How To Use AI Responsibly

Using AI responsibly is really no different than using any other source of information - your boss, your textbook or your mum. So how do you know you can trust their information?

Can you check it? Some things are easy to check. If someone says the bending moment in a beam is $x$, $\frac{Pl}{4}$ it. Some things are hard to check but should be checked regardless. This is why 3rd Party Design Reviews exist for important structures, QA plans exist for welds and why concrete test cylinders are broken. If you’re designing an airplane, double check your calculations, and then triple check by testing a prototype.
Are you experienced in the field of interest? Through years of experience you have developed knowledge of what works and what doesn’t in structural engineering. This is the famous “engineering judgement” your first boss was always telling you about. If you know what you should expect, when AI tells you something different you can spot it straight away. And if you don’t have experience, go back to step 1.
Is the information from a valid authority? Argument from authority is a logical fallacy. However, it’s only an informal fallacy. As a practical working engineer I don’t have time to check everything from scratch myself and I’m sure you don’t either. Relying on trusted authorities like Australian Standards (Standards Australia), industry organisations (e.g. Steel Australia) and well regarded textbooks is necessary to get things done. These authorities also have incentives (legal obligations, the possibility of future sales or my membership fees!) to provide accurate information.

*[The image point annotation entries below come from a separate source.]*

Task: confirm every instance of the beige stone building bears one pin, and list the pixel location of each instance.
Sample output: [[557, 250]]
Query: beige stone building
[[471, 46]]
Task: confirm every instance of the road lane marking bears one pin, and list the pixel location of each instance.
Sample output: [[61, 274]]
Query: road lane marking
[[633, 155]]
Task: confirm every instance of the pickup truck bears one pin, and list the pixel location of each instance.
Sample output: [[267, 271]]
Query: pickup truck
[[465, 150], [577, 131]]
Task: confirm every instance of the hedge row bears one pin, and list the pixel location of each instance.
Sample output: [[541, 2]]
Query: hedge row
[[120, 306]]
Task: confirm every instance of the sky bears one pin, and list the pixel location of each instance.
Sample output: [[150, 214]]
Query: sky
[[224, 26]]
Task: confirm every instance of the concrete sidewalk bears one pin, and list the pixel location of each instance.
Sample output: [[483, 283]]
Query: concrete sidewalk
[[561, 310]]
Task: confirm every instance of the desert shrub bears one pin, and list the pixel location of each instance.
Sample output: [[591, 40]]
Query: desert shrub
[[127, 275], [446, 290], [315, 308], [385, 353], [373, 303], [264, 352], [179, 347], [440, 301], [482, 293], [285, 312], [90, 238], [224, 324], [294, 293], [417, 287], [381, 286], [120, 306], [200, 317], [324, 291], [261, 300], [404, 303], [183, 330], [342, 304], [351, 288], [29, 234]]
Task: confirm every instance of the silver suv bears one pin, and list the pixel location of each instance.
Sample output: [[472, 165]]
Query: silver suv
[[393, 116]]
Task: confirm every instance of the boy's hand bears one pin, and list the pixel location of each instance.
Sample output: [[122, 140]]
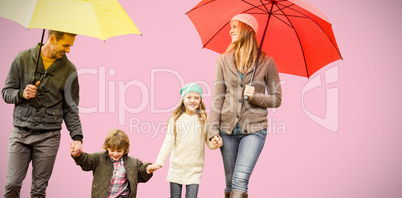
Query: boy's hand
[[76, 148], [152, 168]]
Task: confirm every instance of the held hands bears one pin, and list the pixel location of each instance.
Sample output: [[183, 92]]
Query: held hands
[[76, 148], [152, 168], [249, 91], [30, 91], [217, 141]]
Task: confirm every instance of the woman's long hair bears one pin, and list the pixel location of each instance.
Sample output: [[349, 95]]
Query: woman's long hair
[[201, 114], [245, 48]]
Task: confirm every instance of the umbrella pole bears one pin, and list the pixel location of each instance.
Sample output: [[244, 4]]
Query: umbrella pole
[[34, 77], [259, 50]]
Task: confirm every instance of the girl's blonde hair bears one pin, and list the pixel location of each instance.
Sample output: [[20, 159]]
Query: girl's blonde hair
[[117, 139], [201, 114], [245, 48]]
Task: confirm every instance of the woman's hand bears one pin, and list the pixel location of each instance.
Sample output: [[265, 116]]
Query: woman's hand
[[249, 91], [152, 168], [217, 141]]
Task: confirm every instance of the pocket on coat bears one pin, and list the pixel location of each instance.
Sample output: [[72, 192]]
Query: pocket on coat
[[54, 116]]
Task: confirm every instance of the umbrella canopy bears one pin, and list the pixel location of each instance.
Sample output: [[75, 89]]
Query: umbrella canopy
[[101, 19], [298, 36]]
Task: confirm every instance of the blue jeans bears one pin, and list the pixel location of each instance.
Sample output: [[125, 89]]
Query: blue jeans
[[240, 154], [191, 190]]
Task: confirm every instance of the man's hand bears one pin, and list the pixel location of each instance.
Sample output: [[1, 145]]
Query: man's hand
[[76, 148], [30, 91]]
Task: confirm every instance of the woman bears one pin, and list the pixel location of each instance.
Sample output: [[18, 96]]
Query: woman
[[242, 124]]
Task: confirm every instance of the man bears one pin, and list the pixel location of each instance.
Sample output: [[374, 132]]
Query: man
[[40, 110]]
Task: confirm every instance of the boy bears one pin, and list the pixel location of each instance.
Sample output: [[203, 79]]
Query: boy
[[115, 173]]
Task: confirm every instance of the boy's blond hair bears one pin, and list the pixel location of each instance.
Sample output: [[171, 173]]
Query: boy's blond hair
[[117, 139]]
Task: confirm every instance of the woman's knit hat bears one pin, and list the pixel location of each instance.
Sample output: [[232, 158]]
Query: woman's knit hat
[[190, 87], [247, 19]]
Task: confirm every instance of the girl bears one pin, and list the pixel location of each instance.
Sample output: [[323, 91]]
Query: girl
[[185, 141], [242, 125]]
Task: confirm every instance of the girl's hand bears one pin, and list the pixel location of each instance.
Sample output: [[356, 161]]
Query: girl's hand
[[249, 91], [152, 168]]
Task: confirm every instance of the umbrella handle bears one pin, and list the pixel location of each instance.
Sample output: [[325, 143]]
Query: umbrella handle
[[34, 77]]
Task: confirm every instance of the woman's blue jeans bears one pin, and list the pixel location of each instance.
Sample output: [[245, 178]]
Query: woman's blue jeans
[[191, 190], [240, 154]]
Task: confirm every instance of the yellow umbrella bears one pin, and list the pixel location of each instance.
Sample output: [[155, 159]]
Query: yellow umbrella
[[101, 19]]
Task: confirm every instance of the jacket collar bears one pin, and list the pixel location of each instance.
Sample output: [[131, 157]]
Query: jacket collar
[[229, 59]]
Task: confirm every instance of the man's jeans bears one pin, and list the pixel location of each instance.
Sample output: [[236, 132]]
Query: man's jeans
[[25, 146]]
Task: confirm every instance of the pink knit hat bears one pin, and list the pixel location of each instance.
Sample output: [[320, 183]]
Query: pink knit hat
[[247, 19]]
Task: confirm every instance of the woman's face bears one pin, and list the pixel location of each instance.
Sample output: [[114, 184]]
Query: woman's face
[[234, 31], [192, 102]]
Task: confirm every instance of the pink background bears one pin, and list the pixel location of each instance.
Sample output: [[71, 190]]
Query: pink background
[[357, 153]]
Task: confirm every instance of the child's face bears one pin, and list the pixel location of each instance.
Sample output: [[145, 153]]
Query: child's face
[[115, 154], [192, 102]]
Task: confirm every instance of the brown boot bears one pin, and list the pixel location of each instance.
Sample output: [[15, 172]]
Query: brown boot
[[238, 194]]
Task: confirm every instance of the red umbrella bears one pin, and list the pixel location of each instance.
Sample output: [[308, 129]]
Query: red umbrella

How does this apply to AI?

Can you check it: When ChatGPT created the logo for this blog I didn’t need to go and find an expert in graphic design. I could just look at the logo and see if I liked it. If it’s easy to check, use AI and check the results. Hand calculations will still be as relevant in the 21st century as they were in the 19th.
Are you experienced? Does AI give you an answer that makes sense based on what you know the result should look like? Is the number within an order of magnitude of your expectations? Draw the expected diagram, and compare it to what the AI says.
Can you check it with a trusted source? Look up the standard or a good reference textbook. Ask the AI for its sources and check if they exist. Are they reputable? Do they say what the AI thinks they said?

Some of the issues raised above may become less important as AI develops. “Bolted on” tools may address some of the issues with randomness and improvements in training data volume and quality may improve its ability to answer specific questions. Improvements in AI may make some of this redundant, or full AGI may emerge and put us all out of a job. But for the moment, treat AI output with the same skepticism you’d give to the greenest of graduates.